ZERO HORA - 22/02/12
Quando soube que Lindemberg Alves Fernandes havia sido condenado a 98 anos de prisão, senti um mal-estar que não soube de onde vinha. Óbvio que se ele tivesse sido absolvido, o mal-estar seria maior, porém 98 anos, num país onde ninguém fica preso por mais de 30, soou como provocação infantil. “Querem o fim de impunidade? Taí! Fartem-se!” A advogada de defesa do assassino disse que apelará da sentença, pois seu cliente merece e deve pagar pelos crimes que cometeu, mas sem servir de bode expiatório.
Meu mal-estar acabou sendo esclarecido através das palavras da ministra dos Direitos Humanos, Maria do Rosário, em debate ocorrido em Brasília. Rosário alertou para a sexualização precoce e suas consequências, o que de certa forma tem relevância com o fato: Eloá, a vítima, começou a namorar Lindemberg aos 12 anos, numa relação consentida pelos pais.
Adolescentes vivendo experiências adultas é prática comum hoje. Parecem todos preparados para o prazer, mas na hora de enfrentar crises de possessão, rejeições e demais efeitos colaterais do amor, voltam a ser crianças indefesas, sem as ferramentas para refletir e agir de forma sensata. Nesse sentido, Lindemberg poderia abater esses 98 anos com os pais dele, e também com os pais de Eloá, comigo, com você, com todos que fazem parte de uma sociedade que parece não se incomodar com o fato de a ignorância estar ganhando tanto espaço.
Crimes passionais são recorrentes, acontecem com pobres e ricos, moços e velhos. O machismo ainda é praga e precisa ser combatido. Mas o ato insano de Lindemberg não foi provocado apenas por machismo, o que tornam exageradas as manifestações da secretária de Política para a Mulher, Eleonora Menicucci, que ao saber da condenação, declarou: “Que grande emoção, que grande vitória. Essa é uma grande notícia para o Brasil e para as mulheres”.

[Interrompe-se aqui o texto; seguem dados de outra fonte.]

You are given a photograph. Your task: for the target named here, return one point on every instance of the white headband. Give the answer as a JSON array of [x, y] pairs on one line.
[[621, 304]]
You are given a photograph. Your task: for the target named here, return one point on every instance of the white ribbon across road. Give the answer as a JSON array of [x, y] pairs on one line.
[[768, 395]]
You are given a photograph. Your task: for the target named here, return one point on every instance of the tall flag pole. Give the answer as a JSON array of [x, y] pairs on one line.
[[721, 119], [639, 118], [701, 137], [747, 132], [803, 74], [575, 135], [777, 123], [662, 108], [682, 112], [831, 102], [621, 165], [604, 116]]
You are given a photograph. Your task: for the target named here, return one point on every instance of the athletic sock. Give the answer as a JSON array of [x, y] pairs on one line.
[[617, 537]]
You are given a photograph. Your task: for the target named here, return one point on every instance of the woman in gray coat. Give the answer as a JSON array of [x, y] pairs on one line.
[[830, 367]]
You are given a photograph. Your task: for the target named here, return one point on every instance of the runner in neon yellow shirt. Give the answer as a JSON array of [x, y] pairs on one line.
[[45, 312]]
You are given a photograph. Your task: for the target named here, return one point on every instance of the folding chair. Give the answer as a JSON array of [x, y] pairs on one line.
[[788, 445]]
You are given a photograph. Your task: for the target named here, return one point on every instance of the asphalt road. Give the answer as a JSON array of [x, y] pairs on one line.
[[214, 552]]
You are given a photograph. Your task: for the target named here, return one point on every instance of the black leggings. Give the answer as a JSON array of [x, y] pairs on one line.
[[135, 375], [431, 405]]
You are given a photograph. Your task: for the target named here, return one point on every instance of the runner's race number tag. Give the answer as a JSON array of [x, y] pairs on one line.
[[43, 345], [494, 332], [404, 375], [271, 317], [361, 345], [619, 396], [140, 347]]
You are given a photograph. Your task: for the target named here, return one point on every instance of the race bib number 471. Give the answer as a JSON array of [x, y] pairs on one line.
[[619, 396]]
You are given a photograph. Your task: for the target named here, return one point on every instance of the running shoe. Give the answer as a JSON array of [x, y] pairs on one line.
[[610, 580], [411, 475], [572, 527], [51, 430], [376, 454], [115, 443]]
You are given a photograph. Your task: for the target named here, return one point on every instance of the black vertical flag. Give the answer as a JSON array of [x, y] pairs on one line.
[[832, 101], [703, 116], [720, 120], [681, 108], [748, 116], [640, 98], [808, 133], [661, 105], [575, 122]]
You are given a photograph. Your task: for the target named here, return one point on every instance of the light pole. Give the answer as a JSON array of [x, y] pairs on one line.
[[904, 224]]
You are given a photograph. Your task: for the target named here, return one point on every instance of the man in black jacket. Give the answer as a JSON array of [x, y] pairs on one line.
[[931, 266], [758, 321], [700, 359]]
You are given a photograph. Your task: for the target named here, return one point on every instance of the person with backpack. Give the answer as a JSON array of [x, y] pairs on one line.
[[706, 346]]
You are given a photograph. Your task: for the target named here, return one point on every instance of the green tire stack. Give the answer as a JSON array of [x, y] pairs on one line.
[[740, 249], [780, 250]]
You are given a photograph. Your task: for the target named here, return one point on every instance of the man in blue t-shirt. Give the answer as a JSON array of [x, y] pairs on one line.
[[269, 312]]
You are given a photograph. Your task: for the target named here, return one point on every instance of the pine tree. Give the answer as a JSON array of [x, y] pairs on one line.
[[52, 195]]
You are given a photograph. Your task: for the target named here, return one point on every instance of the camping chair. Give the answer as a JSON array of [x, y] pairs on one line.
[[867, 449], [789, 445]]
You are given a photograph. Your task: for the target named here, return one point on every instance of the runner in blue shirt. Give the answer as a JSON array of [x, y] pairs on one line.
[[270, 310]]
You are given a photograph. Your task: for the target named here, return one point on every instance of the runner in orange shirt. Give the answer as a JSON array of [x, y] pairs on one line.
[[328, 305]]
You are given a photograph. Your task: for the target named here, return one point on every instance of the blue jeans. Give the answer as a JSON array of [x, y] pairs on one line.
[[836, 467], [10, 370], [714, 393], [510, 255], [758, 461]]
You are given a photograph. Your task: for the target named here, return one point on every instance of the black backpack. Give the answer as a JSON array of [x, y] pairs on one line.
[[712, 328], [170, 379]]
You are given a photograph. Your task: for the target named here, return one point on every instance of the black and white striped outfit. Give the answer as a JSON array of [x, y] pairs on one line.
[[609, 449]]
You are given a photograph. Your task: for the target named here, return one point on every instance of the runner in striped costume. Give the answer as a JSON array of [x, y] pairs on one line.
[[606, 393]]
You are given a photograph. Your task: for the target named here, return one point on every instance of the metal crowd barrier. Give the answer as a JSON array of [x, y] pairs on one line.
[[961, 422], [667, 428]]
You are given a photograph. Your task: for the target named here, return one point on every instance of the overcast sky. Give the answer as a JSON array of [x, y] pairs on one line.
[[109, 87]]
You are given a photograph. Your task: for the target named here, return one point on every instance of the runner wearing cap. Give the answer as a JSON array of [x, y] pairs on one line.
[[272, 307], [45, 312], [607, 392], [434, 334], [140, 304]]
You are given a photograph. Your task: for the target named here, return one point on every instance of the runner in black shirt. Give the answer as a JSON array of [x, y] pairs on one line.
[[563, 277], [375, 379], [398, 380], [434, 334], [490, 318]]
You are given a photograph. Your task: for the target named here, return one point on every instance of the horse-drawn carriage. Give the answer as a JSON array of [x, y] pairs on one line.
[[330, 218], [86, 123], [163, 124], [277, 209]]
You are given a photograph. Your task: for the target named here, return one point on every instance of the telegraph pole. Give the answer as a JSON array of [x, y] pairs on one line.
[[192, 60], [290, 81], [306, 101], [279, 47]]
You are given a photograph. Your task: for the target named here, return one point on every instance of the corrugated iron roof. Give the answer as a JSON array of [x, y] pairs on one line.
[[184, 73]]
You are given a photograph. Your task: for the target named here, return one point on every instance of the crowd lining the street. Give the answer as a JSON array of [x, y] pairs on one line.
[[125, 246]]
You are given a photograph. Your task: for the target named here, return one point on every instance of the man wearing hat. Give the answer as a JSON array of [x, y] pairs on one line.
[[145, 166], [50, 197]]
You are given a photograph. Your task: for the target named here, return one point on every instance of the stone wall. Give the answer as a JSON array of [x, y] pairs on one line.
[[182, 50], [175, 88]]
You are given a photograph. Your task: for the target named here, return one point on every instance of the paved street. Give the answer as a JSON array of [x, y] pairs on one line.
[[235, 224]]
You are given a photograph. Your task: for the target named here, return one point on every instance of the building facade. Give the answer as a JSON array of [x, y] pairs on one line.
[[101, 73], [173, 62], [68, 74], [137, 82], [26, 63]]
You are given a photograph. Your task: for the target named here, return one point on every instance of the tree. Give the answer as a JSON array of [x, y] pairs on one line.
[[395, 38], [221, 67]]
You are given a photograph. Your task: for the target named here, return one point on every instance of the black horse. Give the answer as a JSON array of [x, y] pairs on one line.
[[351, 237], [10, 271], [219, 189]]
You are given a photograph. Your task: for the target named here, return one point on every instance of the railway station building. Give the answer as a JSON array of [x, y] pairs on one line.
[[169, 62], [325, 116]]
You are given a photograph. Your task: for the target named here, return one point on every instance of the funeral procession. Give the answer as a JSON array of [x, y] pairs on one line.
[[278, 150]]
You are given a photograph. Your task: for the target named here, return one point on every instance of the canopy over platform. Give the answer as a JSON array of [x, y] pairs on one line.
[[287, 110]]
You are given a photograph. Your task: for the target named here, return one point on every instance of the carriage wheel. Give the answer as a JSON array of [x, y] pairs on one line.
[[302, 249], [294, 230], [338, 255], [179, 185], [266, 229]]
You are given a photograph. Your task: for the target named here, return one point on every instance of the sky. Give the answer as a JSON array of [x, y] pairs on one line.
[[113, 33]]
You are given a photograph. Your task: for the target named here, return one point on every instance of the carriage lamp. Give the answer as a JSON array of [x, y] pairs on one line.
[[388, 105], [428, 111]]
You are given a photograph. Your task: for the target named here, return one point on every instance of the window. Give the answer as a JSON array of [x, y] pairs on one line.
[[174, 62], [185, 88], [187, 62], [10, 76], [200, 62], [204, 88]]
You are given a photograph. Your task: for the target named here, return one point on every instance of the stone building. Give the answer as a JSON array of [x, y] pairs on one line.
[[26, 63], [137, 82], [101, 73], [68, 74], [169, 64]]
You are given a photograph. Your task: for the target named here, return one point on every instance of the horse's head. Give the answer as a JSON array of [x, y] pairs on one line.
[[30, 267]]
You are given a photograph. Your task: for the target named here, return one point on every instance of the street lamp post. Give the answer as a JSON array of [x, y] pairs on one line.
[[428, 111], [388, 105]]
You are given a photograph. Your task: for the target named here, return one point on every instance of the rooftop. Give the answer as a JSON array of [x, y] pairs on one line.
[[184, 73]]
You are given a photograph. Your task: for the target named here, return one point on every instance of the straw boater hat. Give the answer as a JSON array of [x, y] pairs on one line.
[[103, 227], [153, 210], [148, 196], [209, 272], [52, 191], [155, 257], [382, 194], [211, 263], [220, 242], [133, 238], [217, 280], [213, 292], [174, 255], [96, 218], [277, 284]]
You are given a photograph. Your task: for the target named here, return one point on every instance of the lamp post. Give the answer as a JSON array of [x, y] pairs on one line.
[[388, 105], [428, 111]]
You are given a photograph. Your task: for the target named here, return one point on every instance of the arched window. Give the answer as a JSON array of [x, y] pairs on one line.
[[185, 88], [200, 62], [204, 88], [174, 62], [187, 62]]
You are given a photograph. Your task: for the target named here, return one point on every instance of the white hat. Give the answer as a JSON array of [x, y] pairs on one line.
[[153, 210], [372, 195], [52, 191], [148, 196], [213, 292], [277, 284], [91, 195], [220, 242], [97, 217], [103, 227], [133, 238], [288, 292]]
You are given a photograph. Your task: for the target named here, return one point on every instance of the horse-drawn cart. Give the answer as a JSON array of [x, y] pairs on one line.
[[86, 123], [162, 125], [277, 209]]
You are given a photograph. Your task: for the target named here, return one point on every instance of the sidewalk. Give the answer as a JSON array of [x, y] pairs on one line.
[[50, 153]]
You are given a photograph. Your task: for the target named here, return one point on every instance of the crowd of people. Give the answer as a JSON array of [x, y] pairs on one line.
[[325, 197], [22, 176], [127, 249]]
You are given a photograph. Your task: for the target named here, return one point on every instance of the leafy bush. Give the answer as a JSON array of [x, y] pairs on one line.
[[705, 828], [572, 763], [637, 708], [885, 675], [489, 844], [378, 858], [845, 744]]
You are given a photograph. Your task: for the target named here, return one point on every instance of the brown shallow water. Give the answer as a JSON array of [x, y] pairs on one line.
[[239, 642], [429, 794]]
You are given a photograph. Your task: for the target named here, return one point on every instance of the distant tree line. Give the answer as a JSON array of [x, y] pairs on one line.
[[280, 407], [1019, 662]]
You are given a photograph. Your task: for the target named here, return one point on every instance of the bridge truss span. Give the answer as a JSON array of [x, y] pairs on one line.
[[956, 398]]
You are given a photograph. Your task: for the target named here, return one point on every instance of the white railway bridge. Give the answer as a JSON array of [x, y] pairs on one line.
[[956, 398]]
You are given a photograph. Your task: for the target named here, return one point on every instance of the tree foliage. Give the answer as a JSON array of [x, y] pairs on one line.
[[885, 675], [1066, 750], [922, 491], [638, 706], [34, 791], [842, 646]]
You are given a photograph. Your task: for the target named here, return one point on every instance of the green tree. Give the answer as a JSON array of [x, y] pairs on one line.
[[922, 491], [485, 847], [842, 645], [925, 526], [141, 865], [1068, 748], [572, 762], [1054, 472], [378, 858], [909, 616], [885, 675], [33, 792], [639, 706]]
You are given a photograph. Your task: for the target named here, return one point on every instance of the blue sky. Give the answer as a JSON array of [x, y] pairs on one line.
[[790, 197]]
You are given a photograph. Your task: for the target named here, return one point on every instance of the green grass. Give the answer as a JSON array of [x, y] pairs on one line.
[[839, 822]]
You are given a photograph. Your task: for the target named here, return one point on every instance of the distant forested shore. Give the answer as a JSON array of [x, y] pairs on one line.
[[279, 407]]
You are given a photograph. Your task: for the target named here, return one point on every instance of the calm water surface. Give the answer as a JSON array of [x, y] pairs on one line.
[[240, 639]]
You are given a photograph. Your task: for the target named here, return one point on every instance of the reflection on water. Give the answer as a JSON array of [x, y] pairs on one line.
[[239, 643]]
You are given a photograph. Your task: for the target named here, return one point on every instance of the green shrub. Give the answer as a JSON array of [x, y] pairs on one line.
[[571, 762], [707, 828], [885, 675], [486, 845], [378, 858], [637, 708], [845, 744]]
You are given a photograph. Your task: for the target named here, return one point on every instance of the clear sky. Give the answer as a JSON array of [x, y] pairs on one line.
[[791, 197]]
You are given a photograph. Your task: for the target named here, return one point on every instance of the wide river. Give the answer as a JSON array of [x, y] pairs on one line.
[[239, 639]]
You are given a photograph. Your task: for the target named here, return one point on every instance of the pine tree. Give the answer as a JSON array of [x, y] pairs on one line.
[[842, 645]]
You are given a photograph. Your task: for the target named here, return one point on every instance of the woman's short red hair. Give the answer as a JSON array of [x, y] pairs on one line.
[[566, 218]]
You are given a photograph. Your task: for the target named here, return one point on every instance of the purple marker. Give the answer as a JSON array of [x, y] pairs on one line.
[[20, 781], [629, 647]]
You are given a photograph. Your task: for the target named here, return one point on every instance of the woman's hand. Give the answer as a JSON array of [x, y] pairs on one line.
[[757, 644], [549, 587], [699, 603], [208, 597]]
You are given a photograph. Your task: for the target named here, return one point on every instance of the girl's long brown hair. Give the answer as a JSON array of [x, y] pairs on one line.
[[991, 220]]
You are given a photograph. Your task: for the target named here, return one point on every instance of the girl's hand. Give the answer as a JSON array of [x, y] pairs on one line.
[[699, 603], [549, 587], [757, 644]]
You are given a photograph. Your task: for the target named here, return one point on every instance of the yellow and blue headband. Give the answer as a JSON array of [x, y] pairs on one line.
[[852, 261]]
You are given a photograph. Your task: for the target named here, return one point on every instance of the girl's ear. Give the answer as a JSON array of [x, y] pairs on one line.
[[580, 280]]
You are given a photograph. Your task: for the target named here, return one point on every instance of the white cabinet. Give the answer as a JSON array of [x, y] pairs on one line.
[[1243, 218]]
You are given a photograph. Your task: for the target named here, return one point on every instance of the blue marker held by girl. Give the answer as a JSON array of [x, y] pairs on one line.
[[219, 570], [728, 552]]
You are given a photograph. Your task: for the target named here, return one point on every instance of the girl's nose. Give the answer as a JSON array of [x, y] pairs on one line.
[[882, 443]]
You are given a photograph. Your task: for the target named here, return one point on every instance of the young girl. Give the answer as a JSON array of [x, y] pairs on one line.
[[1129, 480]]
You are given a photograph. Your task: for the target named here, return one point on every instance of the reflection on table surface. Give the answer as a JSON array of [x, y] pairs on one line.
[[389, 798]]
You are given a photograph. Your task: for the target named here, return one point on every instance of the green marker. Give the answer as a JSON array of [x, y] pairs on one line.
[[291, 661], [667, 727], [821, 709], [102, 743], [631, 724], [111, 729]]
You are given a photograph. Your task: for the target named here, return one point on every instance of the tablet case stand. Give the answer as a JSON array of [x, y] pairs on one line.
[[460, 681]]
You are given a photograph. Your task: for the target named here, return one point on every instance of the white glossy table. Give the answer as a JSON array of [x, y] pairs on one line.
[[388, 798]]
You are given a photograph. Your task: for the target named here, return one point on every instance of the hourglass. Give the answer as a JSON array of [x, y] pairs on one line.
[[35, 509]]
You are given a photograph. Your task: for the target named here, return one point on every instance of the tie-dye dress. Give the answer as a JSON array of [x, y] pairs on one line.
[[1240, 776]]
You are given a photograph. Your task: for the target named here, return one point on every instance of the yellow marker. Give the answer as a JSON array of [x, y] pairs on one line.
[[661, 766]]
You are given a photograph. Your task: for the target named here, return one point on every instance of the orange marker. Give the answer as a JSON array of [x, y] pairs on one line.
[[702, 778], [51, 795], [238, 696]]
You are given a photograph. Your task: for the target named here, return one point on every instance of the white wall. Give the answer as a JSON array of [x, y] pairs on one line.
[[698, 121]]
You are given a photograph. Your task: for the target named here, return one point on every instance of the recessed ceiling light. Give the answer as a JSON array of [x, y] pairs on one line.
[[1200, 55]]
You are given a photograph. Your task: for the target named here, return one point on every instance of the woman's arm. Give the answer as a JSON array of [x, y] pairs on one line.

Prefiro me solidarizar com a reação preocupada e lúcida de Maria do Rosário, que enxerga a questão com mais amplitude: o crime desse rapaz, assim como tiroteios dentro de escolas, turismo sexual envolvendo menores de idade, tráfico de drogas ocorrendo abertamente nas ruas, adolescentes pilotando veículos sem habilitação, tudo isso é uma tragédia anunciada: os jovens estão sem um olhar vigilante. Rosário declarou: “Precisamos não só de governos mais atentos, mas de pais e mães mais atentos, cuidadores mais atentos, sociedade mais atenta”.
O que dói na sentença de 98 anos de Lindemberg é que essa “vitória” é na verdade a revelação do fracasso de todo um sistema familiar que não prioriza o bem-estar mental e físico de cidadãos em formação. Não é culpa dos pais quando os filhos erram, ninguém tem controle e responsabilidade sobre as atitudes dos outros, mas os desatinos proliferam quando há falta de orientação, de apoio, de exemplo, de limite, de estrutura. O resultado desse abandono é que estamos matando e morrendo por estupidez generalizada.
2 comentários:
Bem!
Concordo/endosso com/o comentário de MARTA MEDEIROS.
Mas, gostaria de acrescentar que além dos pais/sociedade, nossos meios de comunicação, aliada à propaganda, em geral, vêm, de certa forma, sistematicamente, vulgarizando não só a sexualidade, como também a criminalidade/marginalidade, corrupção, além da própria educação o que fica cada vez mais difícil aos pais, mais exigidos, nos tempos atuais, no trabalho/sustentação da família, ter o tempo/espaço necessário para filtrar/dialogar adequadamente, as informações e idéias que os filhos têm acesso junto à sociedade/meios de comunicação, etc., em detrimento com as informações da própria família.
A colunista marca um gol contra e entra na lista do espírito corporativista feminino.
Maria do Rosário, por hora, se consagra como a Ministra dos comentários em momentos inoportunos.